The Office of Campus Safety and the Mount Vernon Fire Department responded to the fire alarms and found no active fires, and Boughter deployed Kenyon maintenance staff to repair the burned lines immediately. “I had guys coming in and checking, making sure there’s no fires anywhere and then starting to make repairs even though we didn’t have power,” he said. “It’s not that hard to replace them, rewire them and then have them ready for when the power starts.” Boughter also called American Electric Power (AEP)   for assistance. AEP cut the electrical power to all of the NCAs so that the wires burning in some of the units would not catch on fire, and to prevent the lines in other units from overheating as well.  

Meanwhile, Caples residents were experiencing their own problems. Because several of the floors in the nine-story hall are higher than the water tower, when the power went out and the pump that is used to distribute water to the upper floors was no longer functional, residents were unable to use the building’s toilets or showers. The elevator was also inoperable after the power surge preceding the outage caused its controller to burn.  

Despite the night’s strange turn of events, several Kenyon students still managed to celebrate the beginning of spring break. Rocco Danese ’23 said that he and his housemates were ready to host a party before Campus Safety banged on their door and told them to evacuate their smoking NCA. 

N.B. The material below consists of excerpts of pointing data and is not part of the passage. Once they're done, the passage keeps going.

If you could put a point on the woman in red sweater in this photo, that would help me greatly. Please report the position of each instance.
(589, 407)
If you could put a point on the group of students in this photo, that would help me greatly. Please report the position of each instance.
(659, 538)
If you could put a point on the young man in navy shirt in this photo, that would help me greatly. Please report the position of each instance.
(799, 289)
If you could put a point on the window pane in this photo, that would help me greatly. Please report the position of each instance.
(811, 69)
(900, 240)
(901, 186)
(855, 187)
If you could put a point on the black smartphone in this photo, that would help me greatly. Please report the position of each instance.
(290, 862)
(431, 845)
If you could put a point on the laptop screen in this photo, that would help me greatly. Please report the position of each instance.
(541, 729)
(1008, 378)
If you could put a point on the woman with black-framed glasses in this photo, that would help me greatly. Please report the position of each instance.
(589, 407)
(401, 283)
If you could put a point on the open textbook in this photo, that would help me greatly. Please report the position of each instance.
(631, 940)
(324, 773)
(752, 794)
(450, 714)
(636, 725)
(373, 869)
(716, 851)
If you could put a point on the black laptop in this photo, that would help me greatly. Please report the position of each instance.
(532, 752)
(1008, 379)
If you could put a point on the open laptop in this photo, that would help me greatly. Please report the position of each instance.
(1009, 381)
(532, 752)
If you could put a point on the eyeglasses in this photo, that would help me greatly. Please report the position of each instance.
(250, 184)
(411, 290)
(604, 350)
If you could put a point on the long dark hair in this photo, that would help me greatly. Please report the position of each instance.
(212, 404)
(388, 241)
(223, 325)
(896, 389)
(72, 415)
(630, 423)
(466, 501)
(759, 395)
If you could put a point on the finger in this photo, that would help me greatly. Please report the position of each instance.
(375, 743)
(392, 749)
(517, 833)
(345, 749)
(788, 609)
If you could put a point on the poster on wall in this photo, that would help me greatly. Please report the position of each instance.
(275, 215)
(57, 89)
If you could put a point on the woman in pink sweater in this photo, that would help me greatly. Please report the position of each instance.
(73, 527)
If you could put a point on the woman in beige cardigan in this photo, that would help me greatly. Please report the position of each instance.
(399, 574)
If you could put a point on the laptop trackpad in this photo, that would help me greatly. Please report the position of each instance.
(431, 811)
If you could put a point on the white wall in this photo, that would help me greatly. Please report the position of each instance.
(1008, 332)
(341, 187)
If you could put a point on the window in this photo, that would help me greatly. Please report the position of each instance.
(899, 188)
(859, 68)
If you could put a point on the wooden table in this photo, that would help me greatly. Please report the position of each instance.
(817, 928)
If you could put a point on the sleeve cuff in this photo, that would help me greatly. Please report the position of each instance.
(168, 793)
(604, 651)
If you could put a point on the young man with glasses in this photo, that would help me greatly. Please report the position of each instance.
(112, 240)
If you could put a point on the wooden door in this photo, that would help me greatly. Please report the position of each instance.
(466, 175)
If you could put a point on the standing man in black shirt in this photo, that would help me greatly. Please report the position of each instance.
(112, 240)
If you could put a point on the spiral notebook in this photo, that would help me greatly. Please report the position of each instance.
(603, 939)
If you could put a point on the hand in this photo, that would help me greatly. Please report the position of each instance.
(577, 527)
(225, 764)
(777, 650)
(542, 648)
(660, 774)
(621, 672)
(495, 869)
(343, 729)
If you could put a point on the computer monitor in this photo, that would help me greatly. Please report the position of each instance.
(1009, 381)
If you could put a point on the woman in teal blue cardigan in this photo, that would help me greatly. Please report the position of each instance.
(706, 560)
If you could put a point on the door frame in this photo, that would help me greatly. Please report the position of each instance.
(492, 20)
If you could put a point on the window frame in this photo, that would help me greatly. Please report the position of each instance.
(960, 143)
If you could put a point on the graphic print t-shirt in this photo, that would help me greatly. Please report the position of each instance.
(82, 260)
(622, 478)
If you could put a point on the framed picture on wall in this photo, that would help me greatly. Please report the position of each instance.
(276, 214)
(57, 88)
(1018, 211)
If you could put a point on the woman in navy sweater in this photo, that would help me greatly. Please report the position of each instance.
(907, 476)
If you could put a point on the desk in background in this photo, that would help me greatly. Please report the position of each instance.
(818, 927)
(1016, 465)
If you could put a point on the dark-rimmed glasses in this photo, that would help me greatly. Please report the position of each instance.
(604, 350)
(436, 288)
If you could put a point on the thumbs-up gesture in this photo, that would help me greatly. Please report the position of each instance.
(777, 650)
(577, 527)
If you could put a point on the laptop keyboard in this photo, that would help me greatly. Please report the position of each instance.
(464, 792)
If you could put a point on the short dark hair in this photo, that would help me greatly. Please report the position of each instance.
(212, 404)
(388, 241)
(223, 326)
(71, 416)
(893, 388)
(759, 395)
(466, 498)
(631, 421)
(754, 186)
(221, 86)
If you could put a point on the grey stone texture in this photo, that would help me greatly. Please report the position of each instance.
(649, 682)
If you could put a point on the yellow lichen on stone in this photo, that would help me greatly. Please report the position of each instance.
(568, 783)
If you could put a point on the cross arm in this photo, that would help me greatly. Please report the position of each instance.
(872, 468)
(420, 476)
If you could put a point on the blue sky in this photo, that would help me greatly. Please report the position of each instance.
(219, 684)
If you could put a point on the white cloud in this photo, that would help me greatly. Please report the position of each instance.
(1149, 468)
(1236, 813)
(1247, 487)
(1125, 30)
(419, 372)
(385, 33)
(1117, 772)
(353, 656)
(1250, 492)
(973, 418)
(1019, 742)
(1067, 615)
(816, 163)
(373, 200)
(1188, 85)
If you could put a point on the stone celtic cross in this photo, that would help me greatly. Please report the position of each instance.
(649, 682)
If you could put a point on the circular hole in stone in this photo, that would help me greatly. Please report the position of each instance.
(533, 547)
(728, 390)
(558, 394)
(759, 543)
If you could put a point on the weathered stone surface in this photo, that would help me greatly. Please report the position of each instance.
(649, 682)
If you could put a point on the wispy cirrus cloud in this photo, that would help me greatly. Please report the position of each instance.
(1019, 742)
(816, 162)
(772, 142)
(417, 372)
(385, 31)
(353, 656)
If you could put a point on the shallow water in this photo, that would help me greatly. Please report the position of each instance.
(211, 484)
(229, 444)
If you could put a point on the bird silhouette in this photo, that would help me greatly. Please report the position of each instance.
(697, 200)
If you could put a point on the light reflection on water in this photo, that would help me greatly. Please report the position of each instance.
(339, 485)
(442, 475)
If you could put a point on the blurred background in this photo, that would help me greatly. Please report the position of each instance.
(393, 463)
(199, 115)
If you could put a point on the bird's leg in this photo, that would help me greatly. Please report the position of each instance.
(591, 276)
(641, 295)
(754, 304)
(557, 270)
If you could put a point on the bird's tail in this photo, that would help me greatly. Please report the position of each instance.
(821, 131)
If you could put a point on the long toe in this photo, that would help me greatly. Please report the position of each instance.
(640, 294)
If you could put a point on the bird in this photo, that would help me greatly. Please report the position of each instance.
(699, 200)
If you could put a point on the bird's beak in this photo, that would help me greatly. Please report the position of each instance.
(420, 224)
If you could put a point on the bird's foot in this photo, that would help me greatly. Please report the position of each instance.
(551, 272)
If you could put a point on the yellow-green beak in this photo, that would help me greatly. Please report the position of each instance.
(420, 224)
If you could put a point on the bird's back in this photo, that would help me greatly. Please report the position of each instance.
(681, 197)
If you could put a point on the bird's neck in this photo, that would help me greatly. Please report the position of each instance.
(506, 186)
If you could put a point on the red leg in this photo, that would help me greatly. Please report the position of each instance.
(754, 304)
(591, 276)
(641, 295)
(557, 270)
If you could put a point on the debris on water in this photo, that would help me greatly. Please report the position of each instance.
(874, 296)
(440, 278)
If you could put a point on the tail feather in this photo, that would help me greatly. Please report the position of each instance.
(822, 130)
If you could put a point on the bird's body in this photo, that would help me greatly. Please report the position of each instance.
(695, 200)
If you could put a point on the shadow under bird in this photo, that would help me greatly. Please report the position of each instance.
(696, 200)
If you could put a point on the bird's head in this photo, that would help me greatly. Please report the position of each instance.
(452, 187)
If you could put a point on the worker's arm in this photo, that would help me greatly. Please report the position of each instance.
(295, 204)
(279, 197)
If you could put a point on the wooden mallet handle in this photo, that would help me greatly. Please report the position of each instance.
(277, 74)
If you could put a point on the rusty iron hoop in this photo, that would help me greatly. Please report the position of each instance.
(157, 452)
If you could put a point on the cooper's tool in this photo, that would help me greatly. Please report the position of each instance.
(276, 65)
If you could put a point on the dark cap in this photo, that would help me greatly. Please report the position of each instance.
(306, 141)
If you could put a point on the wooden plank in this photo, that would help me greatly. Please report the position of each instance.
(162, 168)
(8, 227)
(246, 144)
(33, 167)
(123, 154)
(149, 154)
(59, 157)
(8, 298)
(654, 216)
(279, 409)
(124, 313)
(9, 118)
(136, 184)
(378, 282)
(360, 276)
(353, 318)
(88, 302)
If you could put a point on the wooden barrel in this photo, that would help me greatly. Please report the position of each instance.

When they were allowed to go back inside, Danese and his housemates were prepared to save the night with their fully charged speaker. “We were just like, you know what, the party goes on,” he said. “It was probably one of the weirdest Weird Fridays I’ve ever had in my life at Kenyon. The power going out was crazy. We just thought, why not have fun while we still can?” Despite the chaos, Danese said that about 30-40 people came to the party he and his housemates threw. 

Many of the students who experienced the drama of the power outages on Friday were gone by the time the second one occurred at around 9:45 p.m. on Saturday, which affected the same buildings and led to another sleepless night for several of the College’s maintenance staff, according to Director of Campus Safety Michael Sweazey. “I came in here, I was dead tired. I thought for sure after the first one we were in the clear,” Boughter said. The second power outage was a result of an underground line malfunctioning, likely due in part to the water from the storm the night before. AEP was not able to completely restore this outage until about 11 a.m. on Sunday, March 6. 

Sweazey noted that without the efficient response from maintenance staff, the issues could have been much worse. “I have to commend the officers and dispatchers in Campus Safety for their immediate response,” he wrote in an email to the Collegian. “There were a lot of people in Maintenance and other areas of Facilities who went with very little or no sleep in order to restore systems to the campus.” 

He also explained that a new generator being installed this week in Gund Commons will hopefully be able to mitigate these issues in the future. “It will provide emergency power to Mather-McBride and Gund Commons. This will provide emergency power to a good number of residential units, and it will also provide a safe and convenient place for students who need power and for services to be provided to the north end of campus,” he wrote.